Analysing the top categories by impression, Opera Mediaworks took a look at their US market in March 2016. The category with the most impressions is Games, followed by News & Information, and Social Networking.

In terms of conversions, Lifestyle, Games, and Education are the categories that record the highest number of conversions. Interestingly, a comparison of the value of apps versus mobile web, on Opera Mediaworks’ mobile ad platform, shows that the number of impressions served on mobile apps versus mobile web are similar. However, the CTR for apps is more than twice than mobile web CTRs, which has a clear impact on the revenue generated from advertising: apps generate a whopping 13-times more revenue than mobile web.

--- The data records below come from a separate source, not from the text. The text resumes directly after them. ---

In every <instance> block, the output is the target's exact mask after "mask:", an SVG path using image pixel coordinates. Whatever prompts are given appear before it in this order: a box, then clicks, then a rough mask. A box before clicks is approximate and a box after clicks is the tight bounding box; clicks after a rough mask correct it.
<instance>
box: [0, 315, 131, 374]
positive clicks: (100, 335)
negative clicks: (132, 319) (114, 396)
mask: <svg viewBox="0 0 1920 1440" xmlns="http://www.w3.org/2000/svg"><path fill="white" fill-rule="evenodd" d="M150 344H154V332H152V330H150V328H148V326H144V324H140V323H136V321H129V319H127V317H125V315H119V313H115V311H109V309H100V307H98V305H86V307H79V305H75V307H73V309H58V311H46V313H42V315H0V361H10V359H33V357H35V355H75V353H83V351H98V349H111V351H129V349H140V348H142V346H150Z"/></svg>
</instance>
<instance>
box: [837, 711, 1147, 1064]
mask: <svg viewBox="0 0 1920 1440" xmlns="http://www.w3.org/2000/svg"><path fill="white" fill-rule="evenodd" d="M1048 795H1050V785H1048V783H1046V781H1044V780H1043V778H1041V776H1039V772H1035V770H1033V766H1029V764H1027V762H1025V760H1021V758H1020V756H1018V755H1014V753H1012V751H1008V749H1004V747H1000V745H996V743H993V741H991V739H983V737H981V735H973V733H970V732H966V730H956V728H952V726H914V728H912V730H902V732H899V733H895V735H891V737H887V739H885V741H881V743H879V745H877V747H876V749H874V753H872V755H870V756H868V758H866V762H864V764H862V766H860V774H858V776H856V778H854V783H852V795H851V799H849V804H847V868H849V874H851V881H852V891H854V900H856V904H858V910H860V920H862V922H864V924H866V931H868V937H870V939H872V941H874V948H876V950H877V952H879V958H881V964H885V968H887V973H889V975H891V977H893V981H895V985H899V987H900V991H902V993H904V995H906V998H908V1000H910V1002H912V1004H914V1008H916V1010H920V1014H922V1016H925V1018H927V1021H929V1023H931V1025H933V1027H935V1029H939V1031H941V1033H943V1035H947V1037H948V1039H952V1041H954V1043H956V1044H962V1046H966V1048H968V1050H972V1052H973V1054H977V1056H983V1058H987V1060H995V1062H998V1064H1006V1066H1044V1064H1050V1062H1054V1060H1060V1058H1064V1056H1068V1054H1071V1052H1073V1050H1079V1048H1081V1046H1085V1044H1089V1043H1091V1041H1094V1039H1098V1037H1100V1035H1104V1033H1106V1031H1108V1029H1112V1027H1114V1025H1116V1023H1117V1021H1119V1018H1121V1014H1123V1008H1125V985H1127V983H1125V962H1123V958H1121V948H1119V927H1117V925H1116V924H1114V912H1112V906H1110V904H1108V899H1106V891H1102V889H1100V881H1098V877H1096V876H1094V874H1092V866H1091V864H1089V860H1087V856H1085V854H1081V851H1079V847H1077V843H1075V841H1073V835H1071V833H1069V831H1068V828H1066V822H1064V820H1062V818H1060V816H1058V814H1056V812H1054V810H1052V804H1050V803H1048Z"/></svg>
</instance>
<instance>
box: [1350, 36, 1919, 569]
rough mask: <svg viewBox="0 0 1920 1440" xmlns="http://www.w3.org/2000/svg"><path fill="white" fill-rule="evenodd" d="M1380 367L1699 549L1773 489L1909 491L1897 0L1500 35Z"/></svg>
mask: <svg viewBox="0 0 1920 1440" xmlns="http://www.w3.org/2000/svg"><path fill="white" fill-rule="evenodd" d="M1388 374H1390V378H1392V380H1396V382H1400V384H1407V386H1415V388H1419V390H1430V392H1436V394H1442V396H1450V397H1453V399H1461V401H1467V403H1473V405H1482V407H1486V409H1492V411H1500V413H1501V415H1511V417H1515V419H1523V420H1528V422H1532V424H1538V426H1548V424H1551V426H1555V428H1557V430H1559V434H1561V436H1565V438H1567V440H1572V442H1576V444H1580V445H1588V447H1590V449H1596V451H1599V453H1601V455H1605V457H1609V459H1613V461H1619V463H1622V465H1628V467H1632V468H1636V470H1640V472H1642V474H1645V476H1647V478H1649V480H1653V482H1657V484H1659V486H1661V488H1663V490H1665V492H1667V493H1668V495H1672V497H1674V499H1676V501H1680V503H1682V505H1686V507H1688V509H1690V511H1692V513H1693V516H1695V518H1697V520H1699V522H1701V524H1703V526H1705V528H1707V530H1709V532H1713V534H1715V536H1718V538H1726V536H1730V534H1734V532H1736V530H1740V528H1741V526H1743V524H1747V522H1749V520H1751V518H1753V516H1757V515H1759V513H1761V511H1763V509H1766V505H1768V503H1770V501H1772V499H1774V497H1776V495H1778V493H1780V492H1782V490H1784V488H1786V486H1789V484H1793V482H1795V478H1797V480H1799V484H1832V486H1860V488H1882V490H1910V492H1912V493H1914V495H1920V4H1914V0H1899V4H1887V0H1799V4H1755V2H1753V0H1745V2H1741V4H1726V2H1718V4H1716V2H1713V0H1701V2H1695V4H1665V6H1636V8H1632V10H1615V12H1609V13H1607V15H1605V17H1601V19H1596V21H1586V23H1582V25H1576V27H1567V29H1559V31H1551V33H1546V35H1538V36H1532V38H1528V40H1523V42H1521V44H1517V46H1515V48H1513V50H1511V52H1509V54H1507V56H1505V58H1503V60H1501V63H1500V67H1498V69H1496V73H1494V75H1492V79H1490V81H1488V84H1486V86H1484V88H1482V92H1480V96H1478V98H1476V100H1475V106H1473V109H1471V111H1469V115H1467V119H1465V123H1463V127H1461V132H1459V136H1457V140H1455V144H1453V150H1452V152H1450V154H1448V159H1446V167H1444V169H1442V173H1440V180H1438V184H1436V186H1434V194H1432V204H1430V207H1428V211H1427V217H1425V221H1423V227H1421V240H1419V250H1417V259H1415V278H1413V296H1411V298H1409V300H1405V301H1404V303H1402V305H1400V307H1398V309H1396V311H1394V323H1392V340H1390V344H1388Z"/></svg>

"With CTRs on mobile apps being twice that of mobile web, and generating 13-times more revenue, we knew we were living in a mobile-app world”, observes Opera Mediaworks CEO, Will Kassoy. “But what became clear to us after looking at early-2016 data, is which mobile apps are driving the trend. The publishers that are providing high-quality media and entertainment for their users, or those who are presenting information in the best way possible – those are ‘today’s premium’, the environments where advertisers will find the most value, anywhere.”

A quarter of UK marketers still use outdated last-touch attribution

Cross-channel measurement and analytics are on the rise. Although 23% of marketers in the UK are still using outdated last-touch attribution, 26% are already using statistical modeling and algorithms to measure performance. According to Conversionlogic’s study, the vast majority of marketers (78%) are planning to switch to cross-channel attribution methods within the next two years.

“While the need for cross-channel attribution has long been widely contemplated, and much of the field was plowed by first-generation providers, attribution must be an integral part of a marketer’s technology stack and integrated with all data sources”, said Alison Lohse, COO and co-founder of, Conversion Logic.

Conversionlogic marketing measurement toolsAlmost two-thirds of marketers questioned for the survey said that data collection and centralisation prove their biggest challenge, while half have concerns about accuracy. Other reasons that have held marketers back from introducing cross-channel attribution are the costs involved (70%), lack of appropriate skills within their marketing teams (56%), and problems with integration with existing measurement methods (48%).
Currently, most marketers use an average of six measurement tools. Most widely used are marketing analytics tools (79%), website analytics tools (69%) and marketing automation tools, as well as operations analytics tools (57% each).